As you examine your Daily Reviews, try to identify any apparent patterns of behavior that may seem to be repetitive over the time span of your recorded Daily Reviews. Look for common denominators among the various situations and your reactions to them. See if you can also relate your feelings and reactions to your personal faults, as previously listed.
Beware of three common pitfalls (noted in more details in Lecture # 39):
♦ The tendency to overlook faults and behaviors that you have already identified in the past and may even think you have overcome them. But it is necessary to approach such faults as something new, in spite of your familiarity with their outer existence.
♦ You may encounter tendencies that are completely contradictory to the self you consciously know. This may be a hindrance because you may be tempted to say: “Oh, but this cannot be so. I do not have this fault. As a matter of fact, the direct opposite is one of my most significant virtues.” But it is important for you to realize that in the deeper layer of your images you may find faults that you do not have outwardly.
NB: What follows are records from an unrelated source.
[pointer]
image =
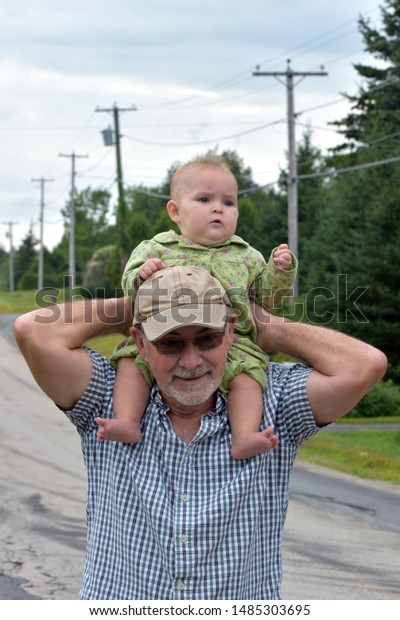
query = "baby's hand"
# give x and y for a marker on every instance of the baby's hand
(151, 266)
(283, 257)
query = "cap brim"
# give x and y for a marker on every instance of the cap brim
(214, 316)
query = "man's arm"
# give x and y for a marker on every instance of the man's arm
(345, 369)
(51, 338)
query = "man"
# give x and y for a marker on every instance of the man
(174, 516)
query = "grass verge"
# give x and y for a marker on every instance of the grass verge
(370, 454)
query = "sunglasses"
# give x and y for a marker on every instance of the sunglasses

♦ Do not leave the newly-found understanding alone, for you may then very well slip back into the same old pattern. You can easily deceive yourself and think that, merely because you have found out an important and significant piece of knowledge about your soul, nothing more is necessary. But you can have the theoretical knowledge and still go right on reacting the same old way. You still have to integrate and unify your erring emotional reactions and wrong conclusions with your new intellectual knowledge. This should be the theme of your deep meditation.
Make a brief sentence for each possible immature conclusion that you may have found implicitly underlying your behavior and feelings in the repetitive situations observed in your Daily Review. Make these sentences in the following form: “If … such situation occurs … then … I must react in such and such way, to avoid the pain resulting from that situation.”
For example: “If I am blamed or criticized for something that went wrong, then I must defend myself by objecting fiercely to the blame or critic.”